Masyarakat urban zaman ini pasti punya lebih dari satu nomor rekening. Padahal mereka tahu makin hari buat rekening ribetnya makin menjadi.
Yang paling baru dan absurd menurut saya kenyataan untuk perseorangan sekarang kalau mau buka rekening baru harus punya telepon rumah (fixed phone). Sementara sekarang orang pakai ponsel, telepon genggam (handphone).
Jadilah orang kampung semacam saya yang tidak punya telepon rumah kelimpungan untuk sekadar mau menabung. Ya harus ditanya nomor kantor, nomor saudara, pokoknya kalau saya mau buka rekening harus ada telepon rumah.
Maka jadilah saya akal-akalan, yah ga akal-akalan juga sih, saya harus pinjam nomor telepon kawan yang saya hapal sejak kecil.

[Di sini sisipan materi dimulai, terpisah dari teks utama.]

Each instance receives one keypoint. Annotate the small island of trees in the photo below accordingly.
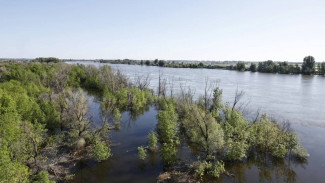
(45, 129)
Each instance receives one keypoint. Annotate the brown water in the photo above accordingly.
(295, 98)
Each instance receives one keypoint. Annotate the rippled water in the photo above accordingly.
(295, 98)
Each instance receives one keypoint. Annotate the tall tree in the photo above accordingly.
(308, 66)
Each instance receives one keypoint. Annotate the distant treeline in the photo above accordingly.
(308, 67)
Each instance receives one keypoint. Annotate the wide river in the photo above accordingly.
(297, 99)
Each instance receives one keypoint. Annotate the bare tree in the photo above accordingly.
(238, 97)
(142, 82)
(162, 85)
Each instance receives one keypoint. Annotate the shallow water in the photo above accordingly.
(299, 99)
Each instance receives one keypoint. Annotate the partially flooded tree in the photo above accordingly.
(203, 130)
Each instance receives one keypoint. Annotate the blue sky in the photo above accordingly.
(164, 29)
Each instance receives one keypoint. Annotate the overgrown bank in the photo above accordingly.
(217, 133)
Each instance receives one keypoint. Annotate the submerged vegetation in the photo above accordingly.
(45, 126)
(44, 122)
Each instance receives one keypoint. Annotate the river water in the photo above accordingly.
(294, 98)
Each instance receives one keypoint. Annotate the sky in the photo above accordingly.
(248, 30)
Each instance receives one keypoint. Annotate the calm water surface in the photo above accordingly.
(295, 98)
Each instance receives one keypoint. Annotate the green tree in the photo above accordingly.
(142, 153)
(240, 66)
(253, 67)
(161, 63)
(203, 130)
(152, 141)
(308, 66)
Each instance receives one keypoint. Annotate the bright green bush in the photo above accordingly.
(142, 153)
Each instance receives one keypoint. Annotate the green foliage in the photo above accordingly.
(253, 67)
(203, 130)
(167, 126)
(268, 67)
(152, 140)
(47, 60)
(208, 168)
(142, 153)
(268, 137)
(43, 177)
(161, 63)
(101, 151)
(216, 103)
(308, 66)
(117, 115)
(236, 134)
(168, 152)
(241, 66)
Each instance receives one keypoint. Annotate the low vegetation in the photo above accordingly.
(44, 122)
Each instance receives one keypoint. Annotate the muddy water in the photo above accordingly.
(294, 98)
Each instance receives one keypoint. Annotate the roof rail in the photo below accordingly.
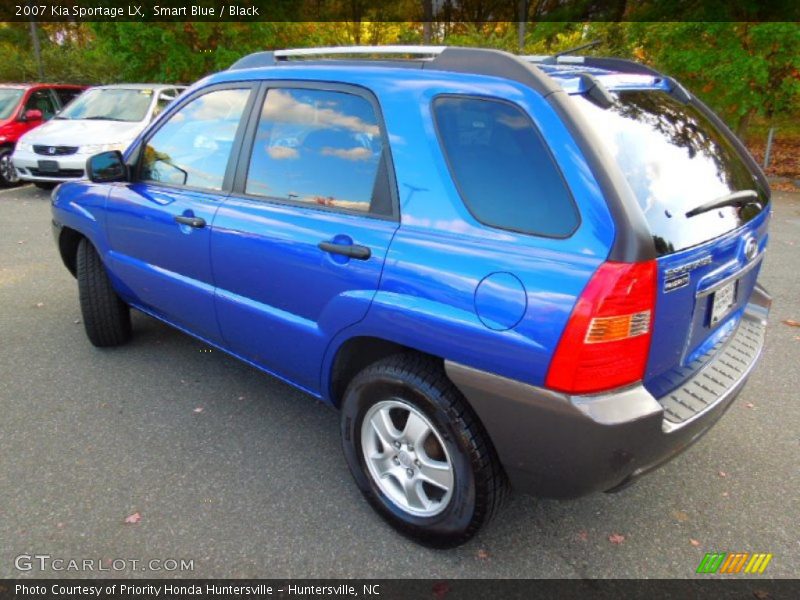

Padahal sayakan bukan lembaga survei yang memalsukan alamat apalagi nomor telepon untuk menggiring masyarakat bahwa capres yang menang si J atau si P. Apalagi saya ga mungkinlah yah, mau transfer uang buat beli bahan bom cuma karena pas saya buka rekening saya pake sorban untuk kerudung saya.
Tapi bukankah ini Indonesia, kalau bisa absurd kenapa harus normal?
Keabsurdan lain adalah perkara nama ibu kandung. Zaman sekarang, saat privasi hampir takada lagi, bukankah nama ibu adalah perkara mudah untuk diketahui.
Misalnya saja, seorang kawan di laman Facebooknya menulis nama seluruh keluarganya. Jadi buat apalagi sih nama ibu kandung ini?
Keribetan lain pemilik nomor rekening bisa punya aplikasi melalui layanan pesan singkat hingga internet tapiiiiii, pas ada masalah ujung-ujungnya harus balik ke bank tempat anda buka nomor rekening.
Okelah kalau semua keribetan ini berbanding lurus dengan keamanan dan pelayanan. Pada kenyataannya ada bank-bank yang bahkan sepi mbak telernya masih jutek aja. ATM tidak sering rusak atau masalah-masalah lainnya yang absurdnya kayak para pejabat negara ini.
Tapi toh pada kenyataannya menabung si bank adalah modern, padahal bukan untung yang saya dapet yang ada malah potongan. Apalah arti manusia zaman ini tanpa kartu yang bisa mereka gesek?